Planar versus FinFET Debate Continues at GTC 2011
Technologists at the GlobalFoundries Technology Conference said planar, rather than finFET, transistors are the best fit for foundry customers at the 20nm technology generation.
Since early May, when Intel announced its decision to adopt a vertical tri-gate transistor at the 20nm generation, analysts have said that leading SoC vendors are pushing their foundry partners to come up with a finFET technology as soon as possible to match the performance and power claims made by Intel. Some have speculated that TSMC, which has announced that finFETs are on its roadmap for the 14nm node, might offer a finFET technology at the 20nm node to certain customers. And the tensions between Apple and Samsung Electronics have added fuel to speculation that Apple might turn to Intel and its tri-gate technology for SoC foundry services.
At the GlobalFoundries event Tuesday morning (Aug. 30), Gregg Bartlett, senior vice president of technology and research and development, said GlobalFoundries has plans to adopt finFETs at the 14nm node. As part of the Fishkill Joint Development Alliance, the GlobalFoundries technology team has been developing finFETs “for many years,” he said. “I am very confident that we are moving to finFETs at 14 nanometers, but at 20nm we will use a planar device. However, we are not blind to the advantages of a multi-gate device,” Bartlett said.
For low-power SoCs “3D is not the only way to go,” Bartlett said, acknowledging that Soitec and its SOI technology development partners have developed a fully depleted thin body SOI technology that “deserves due consideration at 14 nanometers.”
At a luncheon for press and analysts, the FinFET versus planar debate continued.

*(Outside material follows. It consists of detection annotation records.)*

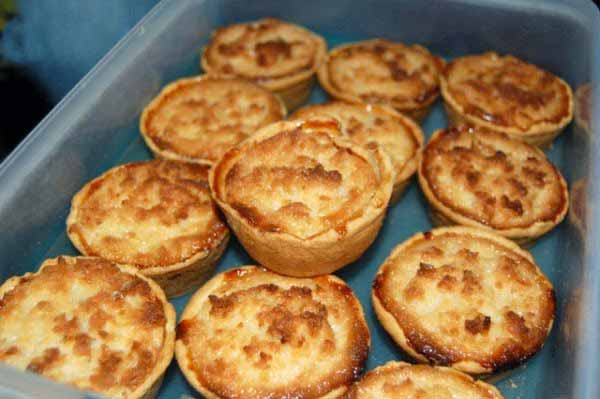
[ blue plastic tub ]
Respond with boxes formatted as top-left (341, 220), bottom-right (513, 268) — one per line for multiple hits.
top-left (0, 0), bottom-right (600, 399)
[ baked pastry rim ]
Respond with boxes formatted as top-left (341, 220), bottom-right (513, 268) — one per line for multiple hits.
top-left (317, 38), bottom-right (445, 112)
top-left (200, 18), bottom-right (327, 91)
top-left (0, 255), bottom-right (176, 399)
top-left (288, 100), bottom-right (425, 191)
top-left (440, 51), bottom-right (573, 139)
top-left (417, 129), bottom-right (569, 240)
top-left (371, 226), bottom-right (556, 375)
top-left (344, 360), bottom-right (503, 399)
top-left (175, 264), bottom-right (371, 399)
top-left (209, 119), bottom-right (394, 245)
top-left (139, 73), bottom-right (287, 166)
top-left (66, 160), bottom-right (229, 278)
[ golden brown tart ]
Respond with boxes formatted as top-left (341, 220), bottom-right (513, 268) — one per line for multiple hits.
top-left (209, 119), bottom-right (394, 276)
top-left (343, 362), bottom-right (503, 399)
top-left (175, 266), bottom-right (370, 399)
top-left (372, 227), bottom-right (556, 374)
top-left (418, 126), bottom-right (569, 244)
top-left (140, 75), bottom-right (286, 164)
top-left (202, 18), bottom-right (327, 110)
top-left (67, 160), bottom-right (229, 297)
top-left (0, 256), bottom-right (175, 399)
top-left (291, 101), bottom-right (425, 204)
top-left (441, 52), bottom-right (573, 146)
top-left (318, 39), bottom-right (444, 122)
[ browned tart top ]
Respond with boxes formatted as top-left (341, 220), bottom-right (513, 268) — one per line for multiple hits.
top-left (213, 119), bottom-right (389, 239)
top-left (343, 362), bottom-right (502, 399)
top-left (203, 18), bottom-right (326, 87)
top-left (324, 39), bottom-right (443, 110)
top-left (419, 126), bottom-right (568, 230)
top-left (141, 76), bottom-right (286, 163)
top-left (67, 160), bottom-right (228, 269)
top-left (291, 101), bottom-right (423, 185)
top-left (373, 227), bottom-right (555, 371)
top-left (177, 267), bottom-right (370, 399)
top-left (0, 257), bottom-right (175, 398)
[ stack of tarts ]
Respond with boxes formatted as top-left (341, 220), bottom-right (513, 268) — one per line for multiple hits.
top-left (0, 14), bottom-right (573, 399)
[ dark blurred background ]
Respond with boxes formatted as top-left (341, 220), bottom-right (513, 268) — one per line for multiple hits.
top-left (0, 0), bottom-right (158, 161)
top-left (0, 0), bottom-right (600, 161)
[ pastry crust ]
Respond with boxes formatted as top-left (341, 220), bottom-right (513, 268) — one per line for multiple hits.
top-left (418, 126), bottom-right (569, 244)
top-left (290, 101), bottom-right (425, 204)
top-left (440, 52), bottom-right (573, 146)
top-left (372, 227), bottom-right (556, 374)
top-left (318, 39), bottom-right (444, 122)
top-left (0, 256), bottom-right (175, 399)
top-left (175, 266), bottom-right (370, 399)
top-left (209, 119), bottom-right (394, 276)
top-left (201, 18), bottom-right (327, 110)
top-left (140, 75), bottom-right (286, 165)
top-left (67, 159), bottom-right (229, 297)
top-left (343, 362), bottom-right (503, 399)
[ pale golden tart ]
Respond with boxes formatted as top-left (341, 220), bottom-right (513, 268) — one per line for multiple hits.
top-left (418, 126), bottom-right (569, 244)
top-left (372, 227), bottom-right (556, 374)
top-left (67, 159), bottom-right (229, 297)
top-left (318, 39), bottom-right (444, 122)
top-left (201, 18), bottom-right (327, 110)
top-left (209, 119), bottom-right (394, 276)
top-left (290, 101), bottom-right (425, 204)
top-left (140, 75), bottom-right (286, 164)
top-left (342, 362), bottom-right (503, 399)
top-left (175, 266), bottom-right (370, 399)
top-left (0, 256), bottom-right (175, 399)
top-left (441, 52), bottom-right (573, 146)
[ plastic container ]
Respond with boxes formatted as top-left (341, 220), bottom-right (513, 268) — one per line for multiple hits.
top-left (0, 0), bottom-right (600, 399)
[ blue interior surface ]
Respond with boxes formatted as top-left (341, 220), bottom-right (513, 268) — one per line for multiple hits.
top-left (0, 0), bottom-right (600, 399)
top-left (36, 33), bottom-right (571, 399)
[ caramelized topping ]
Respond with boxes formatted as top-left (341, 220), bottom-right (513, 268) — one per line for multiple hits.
top-left (420, 127), bottom-right (567, 230)
top-left (343, 362), bottom-right (502, 399)
top-left (291, 102), bottom-right (423, 185)
top-left (373, 228), bottom-right (555, 372)
top-left (0, 257), bottom-right (166, 397)
top-left (202, 18), bottom-right (325, 84)
top-left (68, 160), bottom-right (227, 270)
top-left (179, 268), bottom-right (369, 399)
top-left (327, 39), bottom-right (442, 109)
top-left (444, 53), bottom-right (572, 132)
top-left (141, 76), bottom-right (285, 162)
top-left (215, 122), bottom-right (382, 238)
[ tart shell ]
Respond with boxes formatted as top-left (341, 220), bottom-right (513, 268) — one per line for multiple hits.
top-left (66, 160), bottom-right (229, 298)
top-left (0, 256), bottom-right (175, 399)
top-left (371, 227), bottom-right (556, 375)
top-left (209, 120), bottom-right (394, 277)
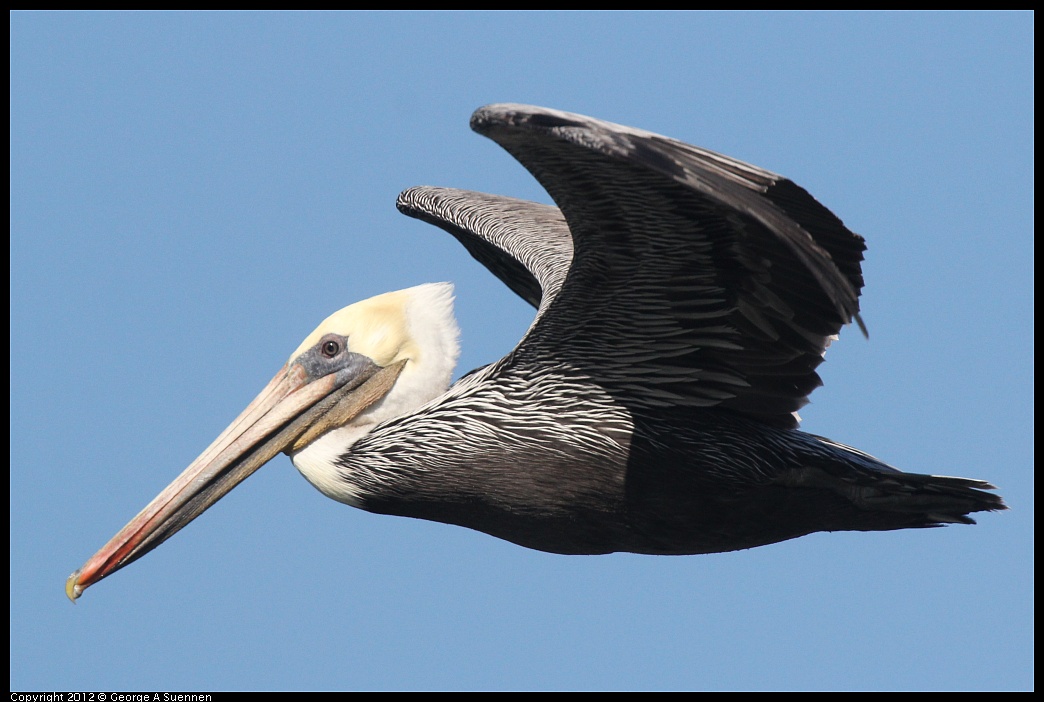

Bartlett said the nominal operating voltage for the company’s 20nm bulk planar transistor is 0.9V, which he said can be adjusted for certain applications, and which meets the needs of the foundry’s customer base. The 28nm technology has a nominal operating voltage (Vnom) of 1.0 Volt. Intel, as well as the SOI Consortium, have said their approaches can support operating voltages in the 0.7V – 0.8V range, though they have not been specific on the topic.
Bartlett said a 0.9V 20nm bulk planar transistor would be 35 percent faster at the same leakage current. “Given our schedule, we decided it was better to stay with a planar transistor.”
Bartlett cited two challenges with fielding a 3D transistor at the 20nm node. He said “our understanding” is that the Intel tri-gate technology is a single threshold voltage approach, suitable for a microprocessor but not practical for the SoCs that GlobalFoundries must build for multiple customers. Bartlett was challenged on that point by Nathan Brookwood, a microprocessor analyst at Insight 64, who said that Intel’s MPUs in recent years closely resemble SoCs, requiring multiple threshold voltages. Bartlett, who spent 25 years at Motorola and Freescale before joining GlobalFoundries, said the CPU design style and technology approach of Intel is far different than the leading-edge SoC customers which GlobalFoundries is targeting.
Asked to comment on whether Intel’s tri-gate technology is limited in terms of the number of threshold voltage levels, Mark Bohr, director of process architecture, responded: “Intel’s 22nm Tri-Gate transistor technology offers multiple threshold voltages and provides a range of transistors from high performance to ultra-low leakage. Intel has both CPU and SoC versions of our 22nm technology to support a wide range of products.”
Mojy Chian, in charge of the GlobalFoundries design enablement operation, concurred with Bartlett, saying that comparisons between Intel, which he described as a single-product company, and GlobalFoundries is “not an apples to apples comparison,” raising laughter by the press corps about how Apple Inc. might factor into Chian’s point.
Bartlett also said finFETs require very precise manufacturing control of both the fin height and the fin width, which at the 20nm node will go beyond the maturity of the tools, particularly the exposure tools, used by the semiconductor industry. He argued that the cost of manufacturing a finFET-based device during the 20nm generation will not support the needs of the foundry customer base.
“Fin height control is critical. FinFETs are pretty far away from being an SoC technology for low-power applications,” Bartlett said, adding that it “has to do with the immaturity of the (finFET) technology, the lack of control, combined with the needs of the markets we are serving.”
For GlobalFoundries, the “the risk profile versus the benefits calculation make it quite clear” that a bulk planar technology is the way to go.
Chian said GlobalFoundries has developed an early version of its 20nm PDK, as well as the early design flow and test silicon. At 20nm, the foundry will switch from a gate-first high-k/metal gate module to a replacement gate (gate last) approach. The foundry plans its first 20nm multi-project wafer (MPW) shuttle in the fourth quarter of this year, with initial commercial production beginning late in 2012.
“We are ready for early engagements at 20nm now,” Chian said.